Historical Trends in White Political Behavior Along Educational Lines, and Where 2016 Fits In

Partisan Survey Responsiveness and Trump Approval in Consecutive Polls

Past findings regarding differential partisan nonresponse–driven by positive or negative news surrounding each major party–has largely come in the context of election seasons. Recently, I’ve checked whether this phenomenon extends to other salient public opinion trends, such as presidential approval, outside a campaign season. While lacking optimal (raw panel) data, I did find evidence that would tentatively confirm the main thrust of this past work–that variation in public opinion depends on the partisan makeup in the same poll (indicative of varying partisan responsiveness to surveys). Examining this relationship among pollsters who do and do not account for partisan selection processes in their weighting methodology sheds particularly convincing light on this dynamic. This specific aspect (the split between type of pollster) could imply that while this relationship could also be affected by individual level party identification shifts and resulting changes in party compositions, at the very least some of it has to stem from differential partisan nonresponse trends.

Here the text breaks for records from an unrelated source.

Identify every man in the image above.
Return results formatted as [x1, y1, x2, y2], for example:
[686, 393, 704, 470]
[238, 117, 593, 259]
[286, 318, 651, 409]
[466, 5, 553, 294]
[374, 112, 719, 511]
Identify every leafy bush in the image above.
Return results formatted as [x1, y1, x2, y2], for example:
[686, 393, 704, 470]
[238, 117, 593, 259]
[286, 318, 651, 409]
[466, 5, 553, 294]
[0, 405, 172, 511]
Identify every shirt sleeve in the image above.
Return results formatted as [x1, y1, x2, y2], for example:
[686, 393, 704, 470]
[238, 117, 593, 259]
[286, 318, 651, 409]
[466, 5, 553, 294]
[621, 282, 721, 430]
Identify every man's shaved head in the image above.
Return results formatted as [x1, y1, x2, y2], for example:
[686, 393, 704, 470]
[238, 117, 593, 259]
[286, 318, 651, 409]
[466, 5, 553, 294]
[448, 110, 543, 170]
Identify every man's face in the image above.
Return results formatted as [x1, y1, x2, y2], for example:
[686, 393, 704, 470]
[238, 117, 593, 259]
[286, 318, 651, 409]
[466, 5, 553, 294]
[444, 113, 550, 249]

To test how robust of a finding this was, I wanted to check some alternative approaches for gauging the link between swings in partisan survey response and swings in the same poll outcome measures over time. One interesting alternative is to examine changes in partisan makeup and changes in outcomes of interest in consecutive polls from the same pollster. This builds off analysis of publicly available polls done by Gelman et al. (2016: 107) early in their paper regarding the same concept (see Figure 1(b)). Such an approach can prove helpful because it can better capture how movement in partisan makeup impacts movement in Trump approval. Comparing polls from the same pollster also could make for a better comparison (i.e. not needing to worry as much about how pollsters differ along other methodologies or approaches of theirs). This approach produced two new measures that I plot in the graph further below. Here are some details about these new variables (for any one poll conducted at time t).

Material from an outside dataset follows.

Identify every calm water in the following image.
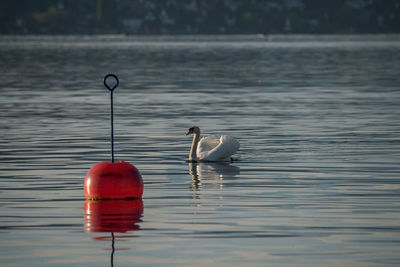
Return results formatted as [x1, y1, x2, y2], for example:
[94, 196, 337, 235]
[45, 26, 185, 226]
[0, 35, 400, 266]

  1. Change in Net Republican = (Unweighted Republican %t – Unweighted Democrat %t) – (Unweighted Republican %t-1 – Unweighted Democrat %t-1)
  2. Change in Net Trump Approval = (Trump Approve %t – Trump Disapprove %t) – (Trump Approve %t-1 – Trump Disapprove %t-1)

As with prior analyses, most of my data comes from HuffPost Pollster’s dataset of polls conducted from the start of Trump’s presidency through July 18th. Unlike before, I also searched for sample partisan composition–for polls that excluded this data in the available database–and manually recorded some of this excluded data from pollsters’ topline and crosstab pages. As a result, this made for a more comprehensive set of Trump approval data.

The below graph plots the relationship between the two aforementioned variables, distinguishing between pollsters who do and do not adjust for their sample’s partisan makeup (through party identification or past vote weights):

pidtrump1_7-20-17.png

As the right-hand plot shows, a positive relationship emerges between consecutive poll shifts in partisan makeup and shifts in net Trump approval. Notably, the left-hand side contrasts with this result. Among individual pollsters who make some partisan adjustment, poll-to-poll changes in Trump evaluation they produce are largely uncorrelated with corresponding changes in their unweighted balance of partisans. It’s worth noting that the relationship’s strength among polls that don’t make any of these additional weighting adjustments is weaker than in my previous analysis (that did not track consecutive poll change). With that in mind, it still remains notable that 1) a positive relationship exists and 2) a clear difference in pollster type results. This alternative look provides additional evidence for the claim that swings in Trump approval are in part a byproduct of changes in partisan composition of polls–the latter of which speaks to a possible phenomenon of differential partisan nonresponse.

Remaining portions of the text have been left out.